From mboxrd@z Thu Jan  1 00:00:00 1970
From: Tony Lindgren <tony@atomide.com>
Subject: Re: PM regression with commit 5de85b9d57ab PM runtime re-init in
 v4.5-rc1
Date: Tue, 2 Feb 2016 08:35:36 -0800
Message-ID: <20160202163536.GU19432@atomide.com>
References: <20160201232833.GR19432@atomide.com>
 <Pine.LNX.4.44L0.1602011844540.2869-100000@netrider.rowland.org>
 <20160202030533.GT19432@atomide.com>
 <CAPDyKFqQb+jtTpZbq6EvbfAk28yVkgdtiOswngNH_BjCWBDxFg@mail.gmail.com>
 <CAPDyKFras1o13WBZzaZ_Snnj5TBQQFWKr=PtCjUvwe+yGPQn9w@mail.gmail.com>
Mime-Version: 1.0
Content-Type: text/plain; charset=us-ascii
Return-path: <linux-pm-owner@vger.kernel.org>
Received: from muru.com ([72.249.23.125]:59565 "EHLO muru.com"
	rhost-flags-OK-OK-OK-OK) by vger.kernel.org with ESMTP
	id S1751792AbcBBQfj (ORCPT <rfc822;linux-pm@vger.kernel.org>);
	Tue, 2 Feb 2016 11:35:39 -0500
Content-Disposition: inline
In-Reply-To: <CAPDyKFras1o13WBZzaZ_Snnj5TBQQFWKr=PtCjUvwe+yGPQn9w@mail.gmail.com>
Sender: linux-pm-owner@vger.kernel.org
List-Id: linux-pm@vger.kernel.org
To: Ulf Hansson <ulf.hansson@linaro.org>
Cc: Alan Stern <stern@rowland.harvard.edu>, "Rafael J. Wysocki" <rafael@kernel.org>, "Rafael J. Wysocki" <rafael.j.wysocki@intel.com>, Kevin Hilman <khilman@baylibre.com>, "linux-pm@vger.kernel.org" <linux-pm@vger.kernel.org>, Linux OMAP Mailing List <linux-omap@vger.kernel.org>, "linux-arm-kernel@lists.infradead.org" <linux-arm-kernel@lists.infradead.org>

Hi,

* Ulf Hansson <ulf.hansson@linaro.org> [160202 02:43]:
> 
> For the omap_hsmmc and likely also other omap drivers, which needs more
> than one attempt to ->probe() (returning -EPROBE_DEFER), this commit
> causes a regression at the PM domain level (omap hwmod).
> 
> The reason is that the drivers don't put back the device into low power
> state while bailing out in ->probe to return -EPROBE_DEFER. This leads to
> that pm_runtime_reinit() in driver core, is re-initializing the runtime PM
> status from RPM_ACTIVE to RPM_SUSPENDED.

Yup, that's the bug here.

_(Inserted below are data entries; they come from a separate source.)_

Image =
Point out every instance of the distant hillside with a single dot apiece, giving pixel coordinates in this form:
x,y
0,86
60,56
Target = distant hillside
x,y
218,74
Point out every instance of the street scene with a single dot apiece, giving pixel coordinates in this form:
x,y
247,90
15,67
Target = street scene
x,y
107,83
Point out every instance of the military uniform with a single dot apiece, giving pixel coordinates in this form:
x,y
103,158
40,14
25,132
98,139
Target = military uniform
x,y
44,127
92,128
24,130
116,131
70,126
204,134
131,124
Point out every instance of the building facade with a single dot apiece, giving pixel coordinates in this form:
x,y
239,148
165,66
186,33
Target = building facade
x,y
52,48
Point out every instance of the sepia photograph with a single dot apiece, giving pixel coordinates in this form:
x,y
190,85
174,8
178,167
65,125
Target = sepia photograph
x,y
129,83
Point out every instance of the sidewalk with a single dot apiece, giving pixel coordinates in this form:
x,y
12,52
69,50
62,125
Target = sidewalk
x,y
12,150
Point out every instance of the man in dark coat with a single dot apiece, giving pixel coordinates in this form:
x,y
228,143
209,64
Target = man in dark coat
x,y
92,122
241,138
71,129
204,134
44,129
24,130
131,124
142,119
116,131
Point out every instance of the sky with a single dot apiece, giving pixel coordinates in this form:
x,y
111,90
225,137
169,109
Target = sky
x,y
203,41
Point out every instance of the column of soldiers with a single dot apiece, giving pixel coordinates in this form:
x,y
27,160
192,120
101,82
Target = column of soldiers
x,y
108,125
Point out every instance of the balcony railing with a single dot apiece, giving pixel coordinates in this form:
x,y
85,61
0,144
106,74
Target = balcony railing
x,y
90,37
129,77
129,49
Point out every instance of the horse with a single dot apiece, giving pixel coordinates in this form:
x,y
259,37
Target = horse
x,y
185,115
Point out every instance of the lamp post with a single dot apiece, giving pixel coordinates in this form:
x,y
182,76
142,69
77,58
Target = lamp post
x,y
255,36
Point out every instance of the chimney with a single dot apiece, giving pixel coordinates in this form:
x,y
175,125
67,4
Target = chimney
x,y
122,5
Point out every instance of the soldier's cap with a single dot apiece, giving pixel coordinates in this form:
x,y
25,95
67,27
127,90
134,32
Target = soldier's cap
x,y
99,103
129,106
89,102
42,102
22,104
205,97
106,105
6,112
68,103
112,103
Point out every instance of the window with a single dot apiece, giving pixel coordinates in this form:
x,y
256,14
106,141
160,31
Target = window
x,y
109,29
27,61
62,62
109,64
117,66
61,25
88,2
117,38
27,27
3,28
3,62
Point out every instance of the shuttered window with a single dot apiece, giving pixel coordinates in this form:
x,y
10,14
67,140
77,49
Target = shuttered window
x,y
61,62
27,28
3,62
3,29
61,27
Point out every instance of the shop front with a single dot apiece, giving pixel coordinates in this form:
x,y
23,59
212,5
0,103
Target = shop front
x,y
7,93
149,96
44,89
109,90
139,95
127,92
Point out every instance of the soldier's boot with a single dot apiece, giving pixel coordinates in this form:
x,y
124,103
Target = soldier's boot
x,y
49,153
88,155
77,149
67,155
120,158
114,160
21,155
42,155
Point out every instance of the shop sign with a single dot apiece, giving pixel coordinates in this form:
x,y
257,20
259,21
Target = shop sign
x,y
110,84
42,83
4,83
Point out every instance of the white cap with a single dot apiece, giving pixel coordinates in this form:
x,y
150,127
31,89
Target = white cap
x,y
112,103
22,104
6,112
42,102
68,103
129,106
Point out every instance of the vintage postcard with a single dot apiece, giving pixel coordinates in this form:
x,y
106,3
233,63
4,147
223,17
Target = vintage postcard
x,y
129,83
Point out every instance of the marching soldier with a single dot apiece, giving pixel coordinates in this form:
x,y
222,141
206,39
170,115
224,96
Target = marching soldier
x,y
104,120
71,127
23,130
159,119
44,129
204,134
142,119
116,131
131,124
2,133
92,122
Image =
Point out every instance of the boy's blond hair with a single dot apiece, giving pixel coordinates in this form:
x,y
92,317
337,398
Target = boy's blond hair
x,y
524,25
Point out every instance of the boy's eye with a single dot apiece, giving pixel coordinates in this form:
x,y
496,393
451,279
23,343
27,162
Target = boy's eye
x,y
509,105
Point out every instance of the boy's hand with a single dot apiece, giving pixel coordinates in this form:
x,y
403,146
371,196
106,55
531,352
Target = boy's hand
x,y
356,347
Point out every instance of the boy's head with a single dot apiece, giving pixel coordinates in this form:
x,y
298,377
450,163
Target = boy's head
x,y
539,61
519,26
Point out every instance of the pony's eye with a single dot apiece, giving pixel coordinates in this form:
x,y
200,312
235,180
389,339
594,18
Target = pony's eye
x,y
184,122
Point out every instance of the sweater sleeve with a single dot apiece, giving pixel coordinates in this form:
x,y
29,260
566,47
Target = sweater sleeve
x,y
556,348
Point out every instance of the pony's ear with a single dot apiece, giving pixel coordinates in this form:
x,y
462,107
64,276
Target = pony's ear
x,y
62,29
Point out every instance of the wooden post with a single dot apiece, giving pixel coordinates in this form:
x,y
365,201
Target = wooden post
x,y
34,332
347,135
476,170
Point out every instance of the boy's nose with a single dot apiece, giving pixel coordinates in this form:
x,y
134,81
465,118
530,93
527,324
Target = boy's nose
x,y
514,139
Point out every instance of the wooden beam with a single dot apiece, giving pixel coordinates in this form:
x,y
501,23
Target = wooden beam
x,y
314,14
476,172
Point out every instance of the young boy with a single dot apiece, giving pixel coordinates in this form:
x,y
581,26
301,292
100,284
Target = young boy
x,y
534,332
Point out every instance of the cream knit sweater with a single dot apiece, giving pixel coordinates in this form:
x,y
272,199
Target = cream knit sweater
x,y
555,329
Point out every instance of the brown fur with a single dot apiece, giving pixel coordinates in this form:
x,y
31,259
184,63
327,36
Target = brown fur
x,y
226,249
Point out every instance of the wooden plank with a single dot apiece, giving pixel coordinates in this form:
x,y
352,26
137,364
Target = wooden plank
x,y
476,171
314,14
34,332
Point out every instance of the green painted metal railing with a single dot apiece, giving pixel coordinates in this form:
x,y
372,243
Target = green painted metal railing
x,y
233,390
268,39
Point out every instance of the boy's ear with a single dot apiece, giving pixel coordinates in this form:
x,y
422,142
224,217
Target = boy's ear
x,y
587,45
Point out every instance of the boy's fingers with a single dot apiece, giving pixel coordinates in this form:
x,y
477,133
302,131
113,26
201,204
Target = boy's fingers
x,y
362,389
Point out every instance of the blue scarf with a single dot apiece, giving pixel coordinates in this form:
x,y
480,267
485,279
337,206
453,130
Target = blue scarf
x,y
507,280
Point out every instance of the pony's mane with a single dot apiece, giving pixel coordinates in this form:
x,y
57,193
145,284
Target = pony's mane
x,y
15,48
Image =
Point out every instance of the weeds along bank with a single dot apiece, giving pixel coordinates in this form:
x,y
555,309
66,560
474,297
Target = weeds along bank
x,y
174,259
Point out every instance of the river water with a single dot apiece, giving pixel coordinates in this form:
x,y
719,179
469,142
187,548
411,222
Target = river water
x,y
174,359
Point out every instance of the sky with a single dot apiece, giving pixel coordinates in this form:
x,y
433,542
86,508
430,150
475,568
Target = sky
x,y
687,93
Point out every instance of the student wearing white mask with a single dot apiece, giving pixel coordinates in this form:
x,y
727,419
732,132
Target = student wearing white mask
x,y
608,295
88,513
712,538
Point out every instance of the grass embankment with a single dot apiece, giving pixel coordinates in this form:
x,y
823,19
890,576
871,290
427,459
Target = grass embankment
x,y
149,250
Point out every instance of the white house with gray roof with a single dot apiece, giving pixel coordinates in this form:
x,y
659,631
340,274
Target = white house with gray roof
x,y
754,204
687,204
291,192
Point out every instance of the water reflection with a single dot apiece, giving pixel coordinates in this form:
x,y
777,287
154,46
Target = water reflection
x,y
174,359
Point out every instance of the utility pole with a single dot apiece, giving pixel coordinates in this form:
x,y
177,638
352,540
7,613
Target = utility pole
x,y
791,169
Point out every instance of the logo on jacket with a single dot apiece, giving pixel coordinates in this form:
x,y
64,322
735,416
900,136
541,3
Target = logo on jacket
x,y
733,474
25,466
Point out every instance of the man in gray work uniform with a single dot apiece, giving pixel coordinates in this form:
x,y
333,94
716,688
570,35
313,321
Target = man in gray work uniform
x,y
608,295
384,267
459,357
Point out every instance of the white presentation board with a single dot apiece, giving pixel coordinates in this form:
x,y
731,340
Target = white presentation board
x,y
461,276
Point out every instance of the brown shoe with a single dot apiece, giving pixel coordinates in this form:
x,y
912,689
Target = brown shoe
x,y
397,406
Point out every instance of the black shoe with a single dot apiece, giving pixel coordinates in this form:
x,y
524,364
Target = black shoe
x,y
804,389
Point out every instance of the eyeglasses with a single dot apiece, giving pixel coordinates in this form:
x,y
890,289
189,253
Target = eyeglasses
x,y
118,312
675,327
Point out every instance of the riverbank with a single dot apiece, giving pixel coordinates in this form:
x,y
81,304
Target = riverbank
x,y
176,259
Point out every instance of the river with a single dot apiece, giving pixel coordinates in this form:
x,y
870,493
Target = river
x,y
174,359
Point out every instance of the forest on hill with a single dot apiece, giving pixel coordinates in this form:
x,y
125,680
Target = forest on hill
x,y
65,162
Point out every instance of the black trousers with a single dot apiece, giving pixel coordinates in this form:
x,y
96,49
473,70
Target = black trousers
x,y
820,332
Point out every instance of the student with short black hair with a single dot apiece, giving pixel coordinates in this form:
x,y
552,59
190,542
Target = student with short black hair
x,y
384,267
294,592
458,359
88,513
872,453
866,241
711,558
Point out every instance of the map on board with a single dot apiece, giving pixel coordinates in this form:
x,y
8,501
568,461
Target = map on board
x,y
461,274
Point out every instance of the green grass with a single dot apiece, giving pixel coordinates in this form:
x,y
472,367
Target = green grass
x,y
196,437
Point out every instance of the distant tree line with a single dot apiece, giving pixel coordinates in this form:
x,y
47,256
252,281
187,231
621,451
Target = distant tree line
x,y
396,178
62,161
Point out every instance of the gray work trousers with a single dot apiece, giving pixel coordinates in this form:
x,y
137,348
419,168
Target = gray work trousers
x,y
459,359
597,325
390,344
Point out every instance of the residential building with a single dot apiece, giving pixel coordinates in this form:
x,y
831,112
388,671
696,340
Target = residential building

It seems that we never call the runtime_suspend
callback at the end of a first failed device driver probe if the driver
has set pm_runtime_use_autosuspend. Only rpm_idle runtime_idle callback
gets called. So the device stays on.

This does not happen if pm_runtime_dont_use_autosuspend() is added to
the end of the device driver probe before pm_runtime_put_sync().

> The next ->probe() attempt then triggers the ->runtime_resume() callback
> to be invoked, which means this happens two times in a row. At the PM
> domain level (omap hwmod) this is being treated as an error and thus the
> runtime PM status of the device isn't correctly synchronized with the
> runtime PM core.

That's a valid error though, let's not remove it. The reason why we
call runtime_resume() twice is because runtime_suspend callback never
gets called like I explain above.

> In the end, ->probe() anyway succeeds (as the driver don't checks the
> error code from the runtime PM APIs), but results in that the PM domain
> always stays powered on. This because of the runtime PM core believes the
> device is RPM_SUSPENDED.

FYI, the following allows runtime_suspend callback to get called at the
end of a failed driver probe so the hardware state matches the PM runtime
state. Need to debug more.

Regards,

Tony

8< ------------
--- a/drivers/mmc/host/omap_hsmmc.c
+++ b/drivers/mmc/host/omap_hsmmc.c
@@ -2232,6 +2232,7 @@ err_irq:
 		dma_release_channel(host->tx_chan);
 	if (host->rx_chan)
 		dma_release_channel(host->rx_chan);
+	pm_runtime_dont_use_autosuspend(host->dev);
 	pm_runtime_put_sync(host->dev);
 	pm_runtime_disable(host->dev);
 	if (host->dbclk)